Aerial view of Hill-Stead Museum, the restored Pope Riddle house.
Photo by Jerry L. Thompson.  Image courtesy of Hill-Stead Museum,
Farmington, CT. 

Hill-Stead Museum
35 Mountain Road
Farmington, CT

Website:  Hill-Stead Museum

The Treasure:  Theodate Pope Riddle, one of the first American woman architects, built Hill-Stead, a masterpiece of the Colonial Revival style that served as both a country estate for her parents and a fitting home for their magnificent art collections.

Accessibility:  Hill-Stead Museum is open Tuesday through Sunday from 10 to 4, and the grounds are accessible from 7:30 to 5:30.

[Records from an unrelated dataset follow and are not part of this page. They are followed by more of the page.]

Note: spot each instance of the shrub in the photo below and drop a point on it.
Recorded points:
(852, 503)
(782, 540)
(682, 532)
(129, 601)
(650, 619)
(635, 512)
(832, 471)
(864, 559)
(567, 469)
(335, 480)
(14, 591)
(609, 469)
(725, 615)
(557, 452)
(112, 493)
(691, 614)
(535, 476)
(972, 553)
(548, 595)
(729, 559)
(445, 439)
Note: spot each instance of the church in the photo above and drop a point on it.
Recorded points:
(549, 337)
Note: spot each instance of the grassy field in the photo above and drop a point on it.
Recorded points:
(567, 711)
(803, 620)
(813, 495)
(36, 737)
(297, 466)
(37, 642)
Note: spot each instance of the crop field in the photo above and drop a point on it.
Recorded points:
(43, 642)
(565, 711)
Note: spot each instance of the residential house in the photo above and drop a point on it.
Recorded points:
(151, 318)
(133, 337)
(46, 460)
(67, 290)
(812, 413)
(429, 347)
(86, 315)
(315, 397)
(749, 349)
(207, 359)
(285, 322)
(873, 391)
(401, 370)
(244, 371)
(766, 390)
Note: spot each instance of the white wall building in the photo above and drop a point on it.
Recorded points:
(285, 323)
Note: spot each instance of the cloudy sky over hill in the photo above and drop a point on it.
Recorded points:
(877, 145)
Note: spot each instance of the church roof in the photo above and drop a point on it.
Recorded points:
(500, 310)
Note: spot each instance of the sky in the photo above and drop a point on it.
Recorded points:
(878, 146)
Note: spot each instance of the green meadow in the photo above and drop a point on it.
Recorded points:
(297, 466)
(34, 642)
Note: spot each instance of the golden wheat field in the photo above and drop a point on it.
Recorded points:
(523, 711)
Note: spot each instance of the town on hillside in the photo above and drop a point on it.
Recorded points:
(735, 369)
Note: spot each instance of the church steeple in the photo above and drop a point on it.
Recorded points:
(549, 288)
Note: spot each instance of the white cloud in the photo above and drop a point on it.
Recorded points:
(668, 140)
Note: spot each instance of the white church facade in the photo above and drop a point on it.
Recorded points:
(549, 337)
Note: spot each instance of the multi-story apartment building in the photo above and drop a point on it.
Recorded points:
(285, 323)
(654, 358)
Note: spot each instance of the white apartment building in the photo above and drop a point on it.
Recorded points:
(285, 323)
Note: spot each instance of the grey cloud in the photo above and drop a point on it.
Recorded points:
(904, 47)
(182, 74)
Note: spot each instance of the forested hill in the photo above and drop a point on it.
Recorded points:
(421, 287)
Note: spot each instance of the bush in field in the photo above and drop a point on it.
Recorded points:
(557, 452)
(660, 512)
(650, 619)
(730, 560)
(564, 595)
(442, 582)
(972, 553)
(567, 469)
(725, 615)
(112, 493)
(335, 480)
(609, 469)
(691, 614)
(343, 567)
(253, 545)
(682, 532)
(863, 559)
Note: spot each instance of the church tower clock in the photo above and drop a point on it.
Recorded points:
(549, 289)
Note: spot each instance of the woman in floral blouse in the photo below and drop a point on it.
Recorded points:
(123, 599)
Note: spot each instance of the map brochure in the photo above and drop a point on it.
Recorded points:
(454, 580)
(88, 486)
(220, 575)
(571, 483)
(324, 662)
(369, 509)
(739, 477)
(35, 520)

Painter scraping and caulking clapboard
on the Makeshift Theater exterior.
Photo by East West Builders.
Image courtesy of Hill-Stead Museum,
Farmington, CT.
Background:  The fourth registered female architect in the country, Theodate Pope Riddle (1867-1946) was self-taught in her chosen art, yet she quickly asserted her talents and skills. Throughout the 1890s, Theodate refined her architectural skills by rehabilitating and significantly expanding an old farmhouse in Farmington to serve as her home. She called it the O’Rourkery. Then she purchased land behind her house with the intention of creating a much grander estate for her parents, Alfred and Ada Pope.

To some degree, the architecture of Hill-Stead was a collaborative work, with initial plans and oversight by the prestigious firm McKim, Mead & White and advice from local master carpenter Hal Mason—but the guiding intelligence clearly belonged to Theodate right from the start. She tapped into the expertise of her collaborators to achieve her vision. Unlike a typical McKim, Mead & White building, Riddle embraced a somewhat rambling, asymmetrical look for the exterior which perfectly complemented the charming and gracious interior. Inside the house, her carefully chosen wallpapers and furniture set off the Impressionist paintings her father loved to collect.

Other buildings on the property received her attention as well. She designed a carriage garage and Arts and Crafts theater, stone garages, various barns and a sheep shed, a silo, a stone pump house, and a tool-and-carpenter shop. To top it all off, she worked with the landscape architect Warren Manning to place the mansion and the working farm within a varied and picturesque landscape.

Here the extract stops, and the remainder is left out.